On pages 12-13, four individual adults confront the reader: a parent, a counsellor, a religious figure and a weeping woman, who may be a parent or teacher. While the father in the first frame is yelling at Thomas/ the reader, the counsellor leans forward with earnest interest and a notebook and pen; the smirking cleric pats the vacant bench next to him in a sinister reference to grooming and sexual abuse; and the woman blots out her vision with another tissue from the box she is cradling to deal with what we may infer are crocodile tears. Apart from the shouting father, these adults project a carefully constructed attitude of compassion.

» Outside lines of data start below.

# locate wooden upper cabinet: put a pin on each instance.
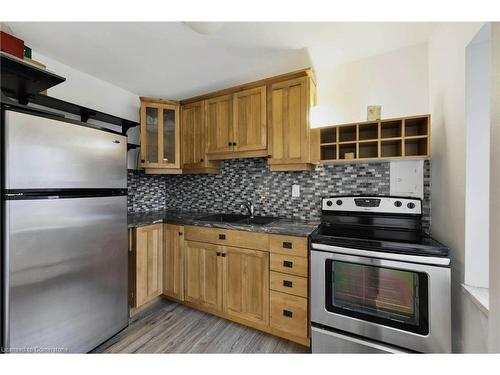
(194, 141)
(291, 142)
(220, 124)
(250, 123)
(173, 261)
(246, 284)
(160, 136)
(203, 275)
(147, 264)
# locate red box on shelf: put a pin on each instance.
(12, 45)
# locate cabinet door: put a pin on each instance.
(246, 284)
(160, 135)
(193, 135)
(148, 263)
(173, 261)
(203, 274)
(169, 140)
(288, 125)
(250, 125)
(150, 114)
(220, 124)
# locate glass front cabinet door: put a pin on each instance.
(160, 136)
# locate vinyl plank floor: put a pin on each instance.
(168, 327)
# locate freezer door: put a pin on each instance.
(67, 273)
(42, 153)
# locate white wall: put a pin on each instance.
(477, 208)
(89, 91)
(398, 81)
(447, 104)
(494, 320)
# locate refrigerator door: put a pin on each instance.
(42, 153)
(67, 273)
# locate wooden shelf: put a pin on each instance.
(389, 139)
(24, 82)
(21, 79)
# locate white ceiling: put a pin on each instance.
(168, 59)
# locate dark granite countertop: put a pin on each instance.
(291, 227)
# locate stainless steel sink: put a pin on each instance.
(239, 219)
(223, 218)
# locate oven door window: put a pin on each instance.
(387, 296)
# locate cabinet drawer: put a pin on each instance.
(237, 238)
(288, 245)
(295, 285)
(289, 264)
(289, 314)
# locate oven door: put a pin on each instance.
(396, 302)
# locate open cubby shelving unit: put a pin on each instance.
(404, 137)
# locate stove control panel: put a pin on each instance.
(394, 205)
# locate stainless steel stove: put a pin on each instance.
(378, 283)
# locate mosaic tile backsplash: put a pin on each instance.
(250, 179)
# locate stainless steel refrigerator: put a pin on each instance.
(64, 234)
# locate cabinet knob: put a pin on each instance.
(287, 284)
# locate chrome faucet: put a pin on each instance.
(249, 206)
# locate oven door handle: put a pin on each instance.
(435, 261)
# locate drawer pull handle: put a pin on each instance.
(287, 283)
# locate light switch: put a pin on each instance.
(407, 178)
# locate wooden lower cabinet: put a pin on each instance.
(289, 314)
(146, 264)
(173, 261)
(203, 268)
(259, 287)
(246, 284)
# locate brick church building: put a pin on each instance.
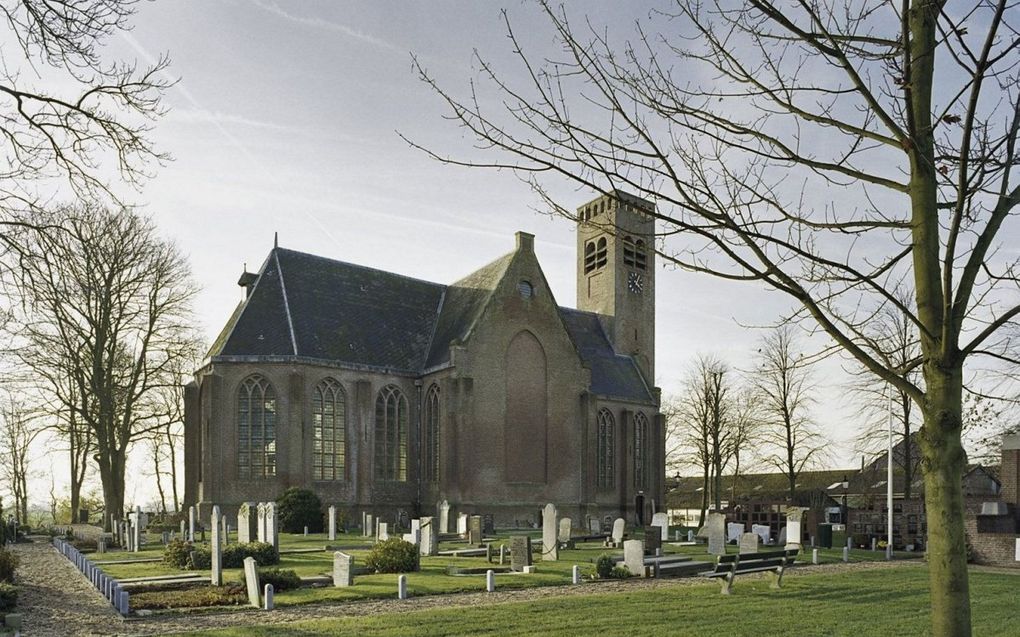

In each of the spreads that follow, Greder focuses on one field of corporate power that oppresses the individual: now the focus changes to crowds and the use of charcoal for the loose monochromatic illustrations suggests the grubbiness of collective action. Business, military service, politics, religion. The bullying teacher morphs into the boss, the counsellor, the priest, the parent, the politician, the armed officer, the religious bigot, all yelling 'You are heading for failure', 'You will amount to nothing', 'do as you are told,' 'think like us, be like us,' 'Let the army make you a man,' 'Come to the Lord' and so many other instructions that they soon overlap, invade and begin to dominate the composition. Then finally back to the classroom. Notice the pointing fingers, accusing the reader, who is positioned like Thomas, as the object of their bullying, and compare it with the famous World War 1 poster with Lord Kitchener's message 'Your Country Needs You'.
Thomas starts out by telling us that he is not the child he once was, and yet as he emerges from all the shouting bigger on the page, surrounded by silent white space, full coloured like his toys and finally appearing less angry, he is more clearly than ever a child. The final full colour spread has him with a backpack, joining other full colour adults who are waiting to board a bus. It is not a school bus; perhaps it is a bus for travellers or tourists - although in the context of other picture books by Armin Greder, it is tempting to wonder whether they are refugees. Those in the foreground are shadowy and may not be travelling solely for pleasure. Then, as mentioned above, the narrative comes full circle on page 32 with the wordless image of the toy school bus: a fascinating coda that ironically proposes school as a refuge from, rather than the instigator of, Thomas's suffering.
The overall construction of adolescence as a battle between child and adult at first aligns I Am Thomas with the reductive polemic of John Marsden's ‘Secret Men's Business’ and his Tomorrow series, but its resistance to any simple reading of childhood and the school as fields of play dramatises very powerfully Thomas's refusal to conform as a deferral, rather than a resolution, of meaning.